Zastanawiałem się też, jaka powinna być poprawna chronologia oglądania tych dwóch serii, i doszedłem do wniosku, że "poprawnej" kolejności nie ma. Wiadomo, oglądając uprzednio BB masz świadomość kim jest spora część bohaterów w Better Call Saul, ale nie widzę przeciwwskazań, żeby najpierw obejrzeć właśnie ten serial, dopiero potem (koniecznie!) Breaking Bad.
Drugi, a właściwie szósty serial, o którym chciałbym napisać, jest Gra o Tron.
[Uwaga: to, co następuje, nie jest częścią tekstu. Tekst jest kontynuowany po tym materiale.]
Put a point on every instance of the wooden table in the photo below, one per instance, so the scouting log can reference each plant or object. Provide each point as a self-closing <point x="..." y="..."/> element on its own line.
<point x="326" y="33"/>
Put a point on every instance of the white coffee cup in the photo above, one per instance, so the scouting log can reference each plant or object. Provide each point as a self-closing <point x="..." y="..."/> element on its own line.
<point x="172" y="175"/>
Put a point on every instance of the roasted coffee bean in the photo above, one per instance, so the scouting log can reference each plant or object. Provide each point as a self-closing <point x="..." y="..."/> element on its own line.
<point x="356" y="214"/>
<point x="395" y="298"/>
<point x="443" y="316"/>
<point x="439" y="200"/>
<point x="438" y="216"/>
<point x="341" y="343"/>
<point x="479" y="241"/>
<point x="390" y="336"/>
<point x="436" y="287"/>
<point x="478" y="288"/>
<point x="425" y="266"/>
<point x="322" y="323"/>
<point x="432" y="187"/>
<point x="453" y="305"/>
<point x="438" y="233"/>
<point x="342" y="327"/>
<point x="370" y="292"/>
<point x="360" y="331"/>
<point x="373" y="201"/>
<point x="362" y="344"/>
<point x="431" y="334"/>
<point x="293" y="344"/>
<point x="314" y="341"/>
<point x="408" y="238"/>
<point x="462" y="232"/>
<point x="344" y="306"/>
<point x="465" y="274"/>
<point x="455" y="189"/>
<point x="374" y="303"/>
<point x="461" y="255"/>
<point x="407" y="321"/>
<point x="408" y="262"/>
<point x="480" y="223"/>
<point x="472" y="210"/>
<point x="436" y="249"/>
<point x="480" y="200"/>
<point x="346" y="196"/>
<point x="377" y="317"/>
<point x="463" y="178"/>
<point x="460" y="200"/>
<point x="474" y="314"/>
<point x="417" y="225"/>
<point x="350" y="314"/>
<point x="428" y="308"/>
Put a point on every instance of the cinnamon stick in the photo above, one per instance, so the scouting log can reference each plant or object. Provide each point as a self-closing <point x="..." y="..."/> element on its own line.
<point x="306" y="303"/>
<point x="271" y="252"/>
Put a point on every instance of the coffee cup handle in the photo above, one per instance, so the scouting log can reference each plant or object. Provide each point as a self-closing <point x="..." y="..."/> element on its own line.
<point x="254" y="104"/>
Serial chyba o największym budżecie pośród wszystkich które widziałem, dodatkowo pokręcony fabularnie do tego stopnia, że teraz, po 4 sezonach, nie pamiętam dokładnie co działo się w pierwszych trzech, a i o tym, że nie pamiętam jak nazywa się 90% postaci z serialu nie wspomnę, ale to może przez moją szczególną (nie)pamięć do imion. Niemniej jednak Gra o Tron to serial, o którym nie mogę nie wspomnieć. Genialna obsada, wciągająca opowieść, świetna muzyka i epicki rozmach. To taki serialowy Władca Pierścienia, mroczne fantasy pełne wojen, intryg i romansów, nie zabraknie tam nawet smoków. Tak jak już wspomniałem, nie napiszę nic o fabule, ponieważ wątków jest tak dużo, że nie sposób streścić ich w kilkunastu zdaniach. To po prostu trzeba obejrzeć, pozycja obowiązkowa dla fanów fantasy i nie tylko. Dodatkowo wspomnę, że warto zrobić sobie maraton, ponieważ niedługo startuje piąty sezon, więc do kwietnia powinniście nadrobić zaległości :)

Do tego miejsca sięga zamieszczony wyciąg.